There are over 100 passages in the Bible that talk about giving thanks.  If we survey them, we can detect five broad themes that may help us develop “an attitude of gratitude”: 

  • 1. Giving thanks is like medicine for the soul…and even the body.  In 2022, the Mayo Clinic published an article that details the many physiological and psychological benefits that come with regularly expressing gratitude.  The Bible likewise speaks of the peace that can come to our minds when we give thanks. There are many causes of depression and anxiety, and in no way do we want to diminish the role that a person’s biochemistry may have in these conditions.  And yet, it is becoming increasingly understood that developing the habit of giving thanks has a tremendously positive role in our overall health. 

  • 2. God is the ultimate object of our thanks.  Lincoln saw this clearly: God is the “Creator and Ruler of the universe.”  Starting here forces us to look at the big picture.  As our Creator, He gave us the gift of life.  As the Ruler of the universe, He sustains us and provides for our needs. 
  • But God is also in the little things, like those acts of kindness and compassion; or those gifts that bring us pleasure.  This is not to diminish the roles that other people usually play in blessing our lives in these ways, and it is good and right that we express our gratitude to them, too.  But when we also see them as from the hand of God, suddenly those “little things” are not so little anymore. 
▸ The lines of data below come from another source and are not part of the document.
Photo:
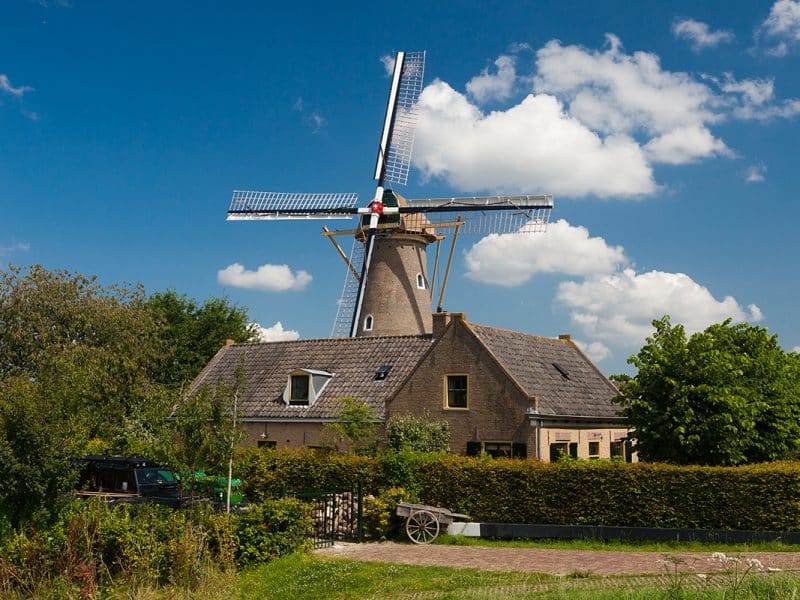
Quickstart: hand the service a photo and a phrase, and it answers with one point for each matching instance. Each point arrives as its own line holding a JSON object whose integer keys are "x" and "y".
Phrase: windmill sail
{"x": 397, "y": 140}
{"x": 249, "y": 205}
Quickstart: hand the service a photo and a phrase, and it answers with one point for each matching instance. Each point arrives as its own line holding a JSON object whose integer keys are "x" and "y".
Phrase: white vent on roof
{"x": 304, "y": 386}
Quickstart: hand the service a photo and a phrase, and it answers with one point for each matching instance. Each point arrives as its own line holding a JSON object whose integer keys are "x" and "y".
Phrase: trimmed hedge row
{"x": 758, "y": 497}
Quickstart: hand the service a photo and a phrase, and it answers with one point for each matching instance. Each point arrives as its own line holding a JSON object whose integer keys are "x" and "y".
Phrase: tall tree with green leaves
{"x": 89, "y": 350}
{"x": 724, "y": 396}
{"x": 192, "y": 333}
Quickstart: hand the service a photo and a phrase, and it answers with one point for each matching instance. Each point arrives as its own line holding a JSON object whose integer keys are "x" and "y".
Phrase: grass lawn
{"x": 307, "y": 577}
{"x": 620, "y": 546}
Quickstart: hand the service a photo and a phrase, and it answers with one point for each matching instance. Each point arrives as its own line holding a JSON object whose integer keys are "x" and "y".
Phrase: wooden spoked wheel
{"x": 422, "y": 527}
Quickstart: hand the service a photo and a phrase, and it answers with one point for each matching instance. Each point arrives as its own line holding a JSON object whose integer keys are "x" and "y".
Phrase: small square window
{"x": 457, "y": 391}
{"x": 299, "y": 390}
{"x": 594, "y": 450}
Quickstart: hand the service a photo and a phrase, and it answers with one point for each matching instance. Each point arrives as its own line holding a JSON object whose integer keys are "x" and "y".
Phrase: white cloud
{"x": 16, "y": 247}
{"x": 619, "y": 308}
{"x": 271, "y": 278}
{"x": 684, "y": 145}
{"x": 388, "y": 64}
{"x": 755, "y": 173}
{"x": 597, "y": 123}
{"x": 512, "y": 259}
{"x": 5, "y": 86}
{"x": 533, "y": 146}
{"x": 699, "y": 34}
{"x": 782, "y": 25}
{"x": 596, "y": 351}
{"x": 276, "y": 333}
{"x": 614, "y": 91}
{"x": 487, "y": 87}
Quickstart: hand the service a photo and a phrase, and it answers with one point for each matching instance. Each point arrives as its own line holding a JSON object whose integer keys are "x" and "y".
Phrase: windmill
{"x": 390, "y": 240}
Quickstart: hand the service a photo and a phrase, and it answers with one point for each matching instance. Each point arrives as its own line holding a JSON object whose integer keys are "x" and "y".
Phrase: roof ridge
{"x": 533, "y": 335}
{"x": 421, "y": 336}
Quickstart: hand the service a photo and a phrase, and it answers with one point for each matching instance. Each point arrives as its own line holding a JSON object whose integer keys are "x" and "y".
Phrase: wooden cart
{"x": 423, "y": 522}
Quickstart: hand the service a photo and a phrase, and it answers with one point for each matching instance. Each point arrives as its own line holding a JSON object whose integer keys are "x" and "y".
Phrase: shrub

  • 3. We can give thanks IN everything.  Notice the preposition.  Many circumstances we face are difficult, and painful.  Nowhere does the Bible say that we should give thanks FOR those things, as if they are independently good in themselves.  They are not.  But, if we choose to, we can look for God’s blessings even in the midst of those difficulties.  If we look hard enough, we may find them in the places where we least expected them. 
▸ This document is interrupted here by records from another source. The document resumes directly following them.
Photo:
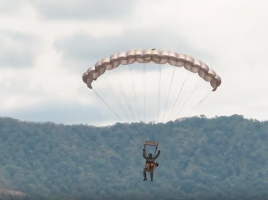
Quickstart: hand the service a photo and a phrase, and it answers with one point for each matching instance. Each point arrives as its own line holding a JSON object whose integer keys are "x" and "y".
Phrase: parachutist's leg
{"x": 152, "y": 174}
{"x": 144, "y": 174}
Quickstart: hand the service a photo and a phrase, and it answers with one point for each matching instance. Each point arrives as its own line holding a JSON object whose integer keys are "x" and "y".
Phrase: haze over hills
{"x": 222, "y": 157}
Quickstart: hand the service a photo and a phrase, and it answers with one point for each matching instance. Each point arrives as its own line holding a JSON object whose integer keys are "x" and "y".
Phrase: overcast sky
{"x": 47, "y": 45}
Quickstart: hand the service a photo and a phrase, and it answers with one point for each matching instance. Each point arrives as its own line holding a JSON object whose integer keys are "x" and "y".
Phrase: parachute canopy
{"x": 156, "y": 56}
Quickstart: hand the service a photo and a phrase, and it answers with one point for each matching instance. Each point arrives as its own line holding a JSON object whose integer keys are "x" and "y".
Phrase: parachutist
{"x": 150, "y": 164}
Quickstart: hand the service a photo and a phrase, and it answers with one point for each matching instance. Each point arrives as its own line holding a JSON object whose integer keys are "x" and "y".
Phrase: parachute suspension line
{"x": 133, "y": 87}
{"x": 123, "y": 92}
{"x": 159, "y": 90}
{"x": 107, "y": 105}
{"x": 202, "y": 100}
{"x": 170, "y": 115}
{"x": 114, "y": 96}
{"x": 181, "y": 108}
{"x": 169, "y": 92}
{"x": 144, "y": 91}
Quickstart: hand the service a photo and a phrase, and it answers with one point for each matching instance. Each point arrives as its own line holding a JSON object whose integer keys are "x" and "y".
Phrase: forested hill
{"x": 219, "y": 158}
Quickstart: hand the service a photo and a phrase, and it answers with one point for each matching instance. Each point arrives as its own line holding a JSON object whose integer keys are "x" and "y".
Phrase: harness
{"x": 150, "y": 164}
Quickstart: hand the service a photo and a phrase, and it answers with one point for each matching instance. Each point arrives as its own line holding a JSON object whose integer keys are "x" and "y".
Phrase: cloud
{"x": 84, "y": 9}
{"x": 17, "y": 50}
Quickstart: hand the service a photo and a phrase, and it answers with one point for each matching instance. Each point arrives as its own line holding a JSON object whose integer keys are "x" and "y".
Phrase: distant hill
{"x": 218, "y": 158}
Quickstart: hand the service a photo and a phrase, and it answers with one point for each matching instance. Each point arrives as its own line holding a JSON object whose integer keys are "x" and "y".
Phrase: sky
{"x": 47, "y": 45}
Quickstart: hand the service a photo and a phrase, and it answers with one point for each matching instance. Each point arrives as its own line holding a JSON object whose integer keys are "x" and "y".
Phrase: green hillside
{"x": 218, "y": 158}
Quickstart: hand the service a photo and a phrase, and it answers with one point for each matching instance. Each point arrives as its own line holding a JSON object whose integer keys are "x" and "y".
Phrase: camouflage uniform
{"x": 149, "y": 159}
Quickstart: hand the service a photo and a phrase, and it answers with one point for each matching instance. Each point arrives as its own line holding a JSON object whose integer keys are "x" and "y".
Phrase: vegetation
{"x": 218, "y": 158}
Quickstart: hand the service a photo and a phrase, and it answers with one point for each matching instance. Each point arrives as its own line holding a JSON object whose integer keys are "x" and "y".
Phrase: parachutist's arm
{"x": 143, "y": 154}
{"x": 157, "y": 155}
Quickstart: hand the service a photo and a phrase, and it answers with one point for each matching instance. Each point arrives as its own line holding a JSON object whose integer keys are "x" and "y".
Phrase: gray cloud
{"x": 86, "y": 50}
{"x": 61, "y": 113}
{"x": 17, "y": 50}
{"x": 84, "y": 9}
{"x": 8, "y": 7}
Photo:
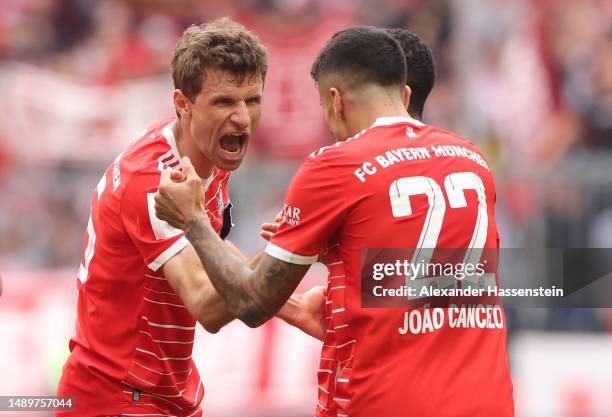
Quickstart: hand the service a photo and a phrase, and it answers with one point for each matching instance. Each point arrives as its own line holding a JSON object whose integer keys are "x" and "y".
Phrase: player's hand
{"x": 269, "y": 229}
{"x": 308, "y": 314}
{"x": 179, "y": 202}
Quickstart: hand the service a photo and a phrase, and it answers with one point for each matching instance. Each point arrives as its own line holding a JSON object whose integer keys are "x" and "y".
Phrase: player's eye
{"x": 254, "y": 100}
{"x": 223, "y": 101}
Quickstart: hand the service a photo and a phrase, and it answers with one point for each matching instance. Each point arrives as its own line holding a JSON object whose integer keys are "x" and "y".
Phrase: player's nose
{"x": 241, "y": 116}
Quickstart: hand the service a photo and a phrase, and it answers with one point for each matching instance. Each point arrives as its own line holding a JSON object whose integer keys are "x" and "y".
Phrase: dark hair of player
{"x": 421, "y": 70}
{"x": 221, "y": 44}
{"x": 360, "y": 55}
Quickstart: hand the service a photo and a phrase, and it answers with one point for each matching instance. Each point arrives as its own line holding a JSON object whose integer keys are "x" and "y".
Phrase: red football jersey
{"x": 134, "y": 337}
{"x": 397, "y": 184}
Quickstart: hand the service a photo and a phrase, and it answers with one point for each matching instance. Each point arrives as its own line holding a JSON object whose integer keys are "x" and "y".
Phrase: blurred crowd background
{"x": 529, "y": 81}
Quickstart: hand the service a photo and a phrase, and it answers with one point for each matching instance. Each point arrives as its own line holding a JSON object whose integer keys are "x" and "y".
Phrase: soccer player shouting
{"x": 141, "y": 285}
{"x": 369, "y": 365}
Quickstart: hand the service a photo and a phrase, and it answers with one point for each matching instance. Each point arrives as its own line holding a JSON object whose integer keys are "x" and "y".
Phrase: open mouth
{"x": 233, "y": 142}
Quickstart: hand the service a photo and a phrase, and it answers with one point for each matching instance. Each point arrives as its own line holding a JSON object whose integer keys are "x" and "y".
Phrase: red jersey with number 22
{"x": 397, "y": 184}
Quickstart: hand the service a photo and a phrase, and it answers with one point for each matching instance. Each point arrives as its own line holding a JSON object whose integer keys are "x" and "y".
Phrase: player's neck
{"x": 365, "y": 115}
{"x": 186, "y": 147}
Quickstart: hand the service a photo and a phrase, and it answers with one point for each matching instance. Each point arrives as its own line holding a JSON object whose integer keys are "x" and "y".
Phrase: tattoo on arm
{"x": 254, "y": 296}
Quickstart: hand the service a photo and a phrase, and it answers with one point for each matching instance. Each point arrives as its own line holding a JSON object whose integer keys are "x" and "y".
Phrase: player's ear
{"x": 407, "y": 94}
{"x": 337, "y": 102}
{"x": 182, "y": 105}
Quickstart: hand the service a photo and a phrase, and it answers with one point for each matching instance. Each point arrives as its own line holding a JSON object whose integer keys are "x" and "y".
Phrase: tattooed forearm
{"x": 252, "y": 296}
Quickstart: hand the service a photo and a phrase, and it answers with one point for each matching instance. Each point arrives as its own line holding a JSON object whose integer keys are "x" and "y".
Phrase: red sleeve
{"x": 155, "y": 239}
{"x": 313, "y": 212}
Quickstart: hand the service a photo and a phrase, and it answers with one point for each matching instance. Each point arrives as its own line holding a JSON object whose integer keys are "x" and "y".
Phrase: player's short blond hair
{"x": 221, "y": 44}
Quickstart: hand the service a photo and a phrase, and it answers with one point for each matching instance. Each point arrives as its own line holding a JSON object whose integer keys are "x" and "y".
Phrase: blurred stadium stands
{"x": 529, "y": 81}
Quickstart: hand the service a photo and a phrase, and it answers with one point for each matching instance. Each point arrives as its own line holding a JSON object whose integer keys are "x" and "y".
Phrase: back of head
{"x": 218, "y": 45}
{"x": 421, "y": 71}
{"x": 362, "y": 55}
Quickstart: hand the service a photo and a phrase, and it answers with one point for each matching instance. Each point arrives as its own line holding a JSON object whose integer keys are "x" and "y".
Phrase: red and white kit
{"x": 132, "y": 351}
{"x": 397, "y": 184}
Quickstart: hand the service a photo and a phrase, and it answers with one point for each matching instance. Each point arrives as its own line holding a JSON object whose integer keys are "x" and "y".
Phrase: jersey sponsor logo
{"x": 410, "y": 132}
{"x": 291, "y": 215}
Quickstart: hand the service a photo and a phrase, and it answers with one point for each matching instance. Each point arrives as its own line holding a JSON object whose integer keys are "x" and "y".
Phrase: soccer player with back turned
{"x": 369, "y": 366}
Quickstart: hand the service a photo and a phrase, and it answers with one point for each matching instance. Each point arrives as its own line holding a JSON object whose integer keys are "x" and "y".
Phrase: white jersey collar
{"x": 391, "y": 120}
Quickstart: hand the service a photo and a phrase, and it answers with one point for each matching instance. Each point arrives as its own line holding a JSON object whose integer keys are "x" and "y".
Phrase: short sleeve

  • 4. Genuine thanksgiving is sacrificial.  About 10% of the Bible’s passages about giving thanks link that act to giving an offering of some kind.  If you think about it, this makes sense.  Words are cheap.  Merely muttering “thank you” is an empty gesture.  It needs something more to be meaningful. 
  • Of course, we naturally ask, what sort of offering should this be?  The answer is actually quite simple: it is ourselves. God does not need things; He wants us.  Accompanying our expressions of gratitude with humble submission is what pleases Him the most.
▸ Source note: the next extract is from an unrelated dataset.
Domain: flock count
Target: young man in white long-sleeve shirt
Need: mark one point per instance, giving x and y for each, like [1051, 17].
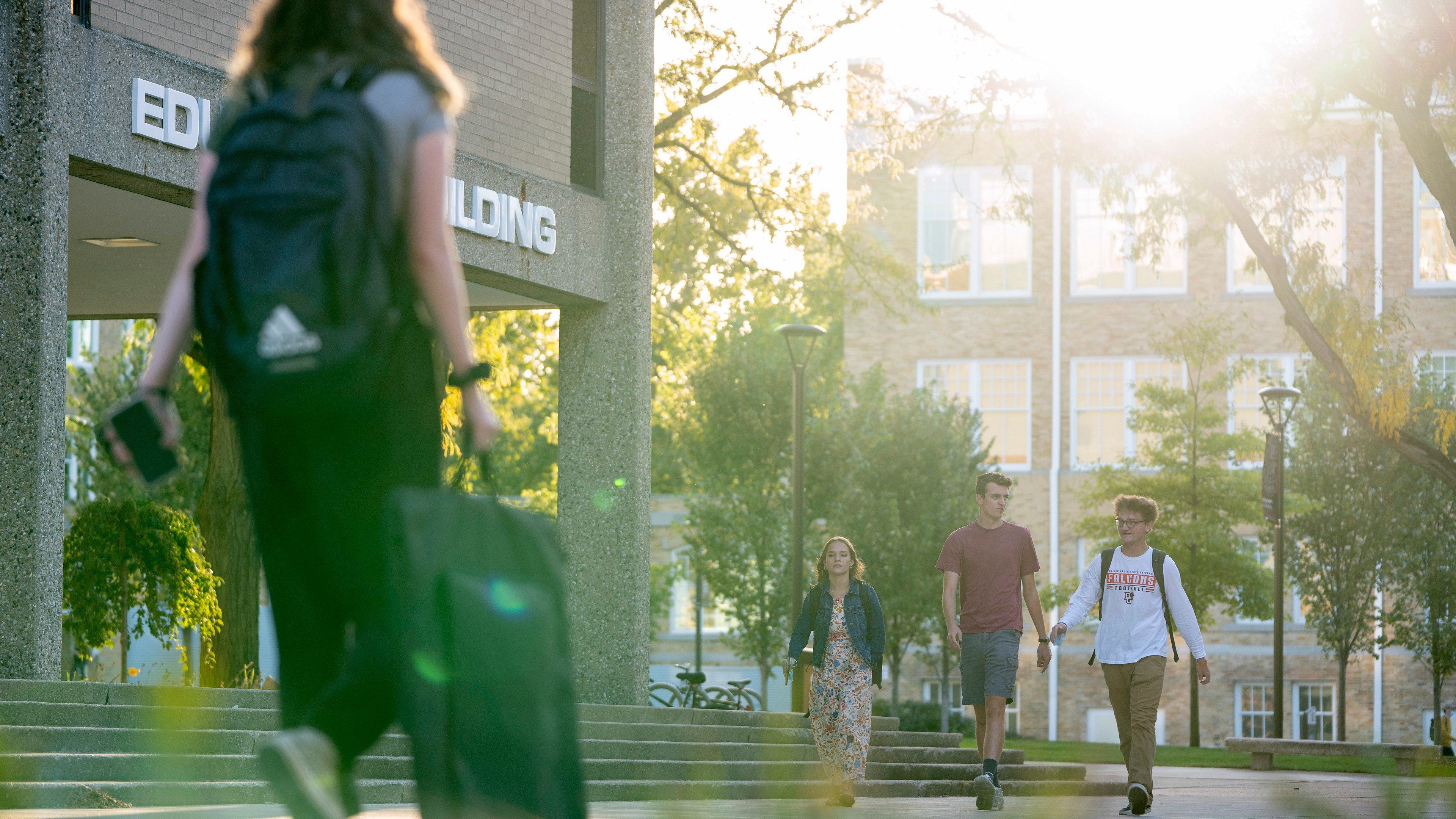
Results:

  • 5. Giving thanks is an important part of personal maturity.  We live in a “me, myself, and I” world. We have all heard the saying, “A person wrapped up in themselves becomes a very small package.” Such self-absorption alienates us from each other, and, if we’re honest, only leads to misery.  But a grateful heart is not focused on itself.  It is looking outward.  It is responding to a benefit received from someone else.  That takes humility.  It also stimulates us to serve others, rather than seek to be served by others.   

Usually, a blog post is supposed to function as a part of the company’s overall marketing strategy.  This time, however, we wanted to give you something: Perspective.  We truly do have much to be thankful for, both as individuals and as a nation.  And we believe, as Abraham Lincoln did, that it is good and right for us to take the time to offer up genuine thanksgiving to God for those blessings that He has given to us.  And along with our thanks, to offer up our prayers for the restoration of peace, for the healing of our wounds, and for a continuation of those blessings of liberty and prosperity that we have enjoyed in this great country of ours. 

So, from all of us at Carefree Kitchens, we wish you a Happy Thanksgiving!   

We give thanks to God for our customers!